When the Star Cup was announced last January, like other structures with men's teams, Team GO decided to train its women's squad. For a structure that plays in the French first division, this is a decisive first step. The selected players, already highly ranked, participated in regular tournaments but of less media importance. “We know we have a good level. We just had to be given the means to succeed,” confesses Cosmic, the 22-year-old player. In France, 47% of regular players are women, but only 6% of participants in e-sport competitions are players, reports the Women In Games collective.
The Star Cup is therefore intended to put “a spotlight” on these players “by offering them the necessary professionalization”, insists the Webedia spokesperson. This type of initiative could, in the long term, lead to truly mixed competitions.
“Women are often judged on their gender before their skills and face prejudice that creates a hostile atmosphere for them,” says Julie Jeanniot, spokesperson for Riot Games. They are under double pressure, “that of performing as a player, and that of performing as a woman, at the risk of receiving sexist remarks.”
Large French structures like Solary, Vitality or Team GO are starting to set up their own women's teams. And when the big ones lead by example, the others follow. Especially during competitions of this magnitude. “It comes a little late, but it’s never too late,” admits Cosmic. In 2022, she and her teammates participated in three tournaments, compared to ten this year.
On the first day of broadcast of the women's cup, the peak audience on Twitch reached 11,000 simultaneous spectators. Concerning the audiences for the final stages of the Star Cup, they are “comparable with audiences for Division 2 on League of Legends”, explains Webedia. If the Star Cup is the first competition officially organized by Riot Games, other initiatives have emerged in the past, notably the Women's League launched in 2018 by player Sonia "NiwaaSan" Allam.
“None of us had a female role model in video games.
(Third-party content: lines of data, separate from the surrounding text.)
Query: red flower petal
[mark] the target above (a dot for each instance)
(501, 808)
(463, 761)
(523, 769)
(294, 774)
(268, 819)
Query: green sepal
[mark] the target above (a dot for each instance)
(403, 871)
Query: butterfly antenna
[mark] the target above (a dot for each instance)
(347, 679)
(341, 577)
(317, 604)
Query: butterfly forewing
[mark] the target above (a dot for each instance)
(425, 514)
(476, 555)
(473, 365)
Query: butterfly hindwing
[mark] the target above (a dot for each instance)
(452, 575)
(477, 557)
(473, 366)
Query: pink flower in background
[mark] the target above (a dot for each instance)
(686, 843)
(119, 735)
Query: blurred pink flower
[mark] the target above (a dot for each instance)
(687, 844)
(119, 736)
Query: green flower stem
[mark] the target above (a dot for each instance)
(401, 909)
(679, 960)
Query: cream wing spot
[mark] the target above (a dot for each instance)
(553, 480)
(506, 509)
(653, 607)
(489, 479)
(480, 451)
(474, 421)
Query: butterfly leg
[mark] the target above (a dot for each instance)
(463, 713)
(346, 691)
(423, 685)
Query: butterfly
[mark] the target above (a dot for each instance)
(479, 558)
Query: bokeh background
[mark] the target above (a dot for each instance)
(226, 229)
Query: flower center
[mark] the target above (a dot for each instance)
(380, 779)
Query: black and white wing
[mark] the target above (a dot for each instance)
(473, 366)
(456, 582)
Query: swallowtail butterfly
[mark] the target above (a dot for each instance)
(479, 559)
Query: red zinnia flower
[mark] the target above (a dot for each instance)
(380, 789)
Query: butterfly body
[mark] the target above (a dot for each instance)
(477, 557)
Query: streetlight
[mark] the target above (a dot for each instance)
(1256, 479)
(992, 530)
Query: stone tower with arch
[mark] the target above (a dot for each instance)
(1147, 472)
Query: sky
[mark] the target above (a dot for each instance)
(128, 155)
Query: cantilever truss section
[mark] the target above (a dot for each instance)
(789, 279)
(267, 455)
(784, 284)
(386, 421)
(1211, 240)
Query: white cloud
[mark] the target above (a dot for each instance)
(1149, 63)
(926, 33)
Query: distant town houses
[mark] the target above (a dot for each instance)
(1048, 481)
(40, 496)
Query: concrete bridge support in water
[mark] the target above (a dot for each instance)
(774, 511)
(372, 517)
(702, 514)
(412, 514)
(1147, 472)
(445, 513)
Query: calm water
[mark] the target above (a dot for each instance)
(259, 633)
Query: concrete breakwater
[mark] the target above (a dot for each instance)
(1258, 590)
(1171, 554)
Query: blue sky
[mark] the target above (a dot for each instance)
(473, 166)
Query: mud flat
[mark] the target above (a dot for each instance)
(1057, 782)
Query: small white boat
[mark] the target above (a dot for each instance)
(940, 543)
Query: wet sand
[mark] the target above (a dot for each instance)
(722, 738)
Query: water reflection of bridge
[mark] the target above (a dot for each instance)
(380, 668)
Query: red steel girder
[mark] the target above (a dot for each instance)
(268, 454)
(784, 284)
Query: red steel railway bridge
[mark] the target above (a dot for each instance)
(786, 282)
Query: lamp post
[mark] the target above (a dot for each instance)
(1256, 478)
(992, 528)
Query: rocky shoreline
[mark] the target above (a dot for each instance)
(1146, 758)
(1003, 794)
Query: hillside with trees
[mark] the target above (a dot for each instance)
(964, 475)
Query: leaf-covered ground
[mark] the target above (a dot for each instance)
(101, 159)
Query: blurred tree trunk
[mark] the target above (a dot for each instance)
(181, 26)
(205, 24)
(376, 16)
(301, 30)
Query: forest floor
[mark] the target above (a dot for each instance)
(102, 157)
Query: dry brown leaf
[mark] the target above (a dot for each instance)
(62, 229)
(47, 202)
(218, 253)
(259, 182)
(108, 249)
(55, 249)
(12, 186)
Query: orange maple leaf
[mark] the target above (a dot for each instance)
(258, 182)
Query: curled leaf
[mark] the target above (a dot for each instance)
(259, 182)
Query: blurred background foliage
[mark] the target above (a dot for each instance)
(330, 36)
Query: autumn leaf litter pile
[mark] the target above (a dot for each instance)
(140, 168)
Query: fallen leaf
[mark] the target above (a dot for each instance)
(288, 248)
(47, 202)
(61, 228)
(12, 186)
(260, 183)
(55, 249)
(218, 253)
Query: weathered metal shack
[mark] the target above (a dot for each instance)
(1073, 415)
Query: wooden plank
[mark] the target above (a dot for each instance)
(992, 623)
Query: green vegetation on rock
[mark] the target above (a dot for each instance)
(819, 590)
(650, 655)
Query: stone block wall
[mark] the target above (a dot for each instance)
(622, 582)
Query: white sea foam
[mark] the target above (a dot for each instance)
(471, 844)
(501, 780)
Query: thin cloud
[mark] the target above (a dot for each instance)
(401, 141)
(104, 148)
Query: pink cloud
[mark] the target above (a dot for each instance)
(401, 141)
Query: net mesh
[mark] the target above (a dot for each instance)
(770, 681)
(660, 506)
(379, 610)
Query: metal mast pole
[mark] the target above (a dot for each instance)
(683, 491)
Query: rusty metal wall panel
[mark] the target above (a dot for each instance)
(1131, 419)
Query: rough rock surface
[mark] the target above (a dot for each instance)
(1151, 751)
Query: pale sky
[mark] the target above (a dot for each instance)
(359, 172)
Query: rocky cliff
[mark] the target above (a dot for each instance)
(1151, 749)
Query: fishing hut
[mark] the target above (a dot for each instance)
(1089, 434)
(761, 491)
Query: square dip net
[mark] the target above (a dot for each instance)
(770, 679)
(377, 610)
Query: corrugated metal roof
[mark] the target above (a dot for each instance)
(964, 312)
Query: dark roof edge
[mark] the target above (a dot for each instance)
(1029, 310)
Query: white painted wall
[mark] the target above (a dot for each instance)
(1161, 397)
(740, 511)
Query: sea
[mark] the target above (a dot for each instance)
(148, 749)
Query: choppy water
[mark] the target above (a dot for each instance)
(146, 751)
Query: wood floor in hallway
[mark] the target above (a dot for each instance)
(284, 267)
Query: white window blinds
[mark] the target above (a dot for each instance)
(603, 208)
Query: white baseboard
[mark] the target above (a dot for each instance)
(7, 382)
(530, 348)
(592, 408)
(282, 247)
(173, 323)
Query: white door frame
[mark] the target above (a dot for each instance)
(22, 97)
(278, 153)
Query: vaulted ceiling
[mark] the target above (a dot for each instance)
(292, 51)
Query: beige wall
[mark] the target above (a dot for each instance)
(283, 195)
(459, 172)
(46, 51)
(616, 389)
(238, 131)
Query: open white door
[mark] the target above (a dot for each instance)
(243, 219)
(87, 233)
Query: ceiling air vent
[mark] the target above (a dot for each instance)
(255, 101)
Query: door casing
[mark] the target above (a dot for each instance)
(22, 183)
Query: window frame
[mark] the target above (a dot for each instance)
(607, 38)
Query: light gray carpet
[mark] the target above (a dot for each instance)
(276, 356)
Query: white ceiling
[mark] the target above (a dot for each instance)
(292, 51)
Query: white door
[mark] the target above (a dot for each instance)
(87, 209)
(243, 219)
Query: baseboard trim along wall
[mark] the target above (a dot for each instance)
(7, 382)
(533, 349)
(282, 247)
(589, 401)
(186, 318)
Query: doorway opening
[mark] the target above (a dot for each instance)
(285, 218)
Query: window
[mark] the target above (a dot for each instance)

When we discuss our inspirations, it’s always a player, because there was no top level player,” sighs Cosmic. “High-level, competitive women exist and that’s the message we want to send!” insists Riot Games. “Our goal is that these initiatives will no longer be necessary because the ecosystem will have become healthy for everyone.” But the path is still strewn with pitfalls: the League of Legends fan community is known to be particularly toxic, especially towards women.
Only hiccup: if the stands for the final have 1,800 seats, they will not accommodate the general public. The event takes place during the inauguration evening of Paris Games Week, reserved for professionals. However, “the bigger the audience, the happier we are,” laments Cosmic. Riot Games and Webedia are jumping into the deep end while remaining cautious. “I would still have liked to see it live” testifies on X an Internet user who will visit the show when it opens to the public, from Wednesday.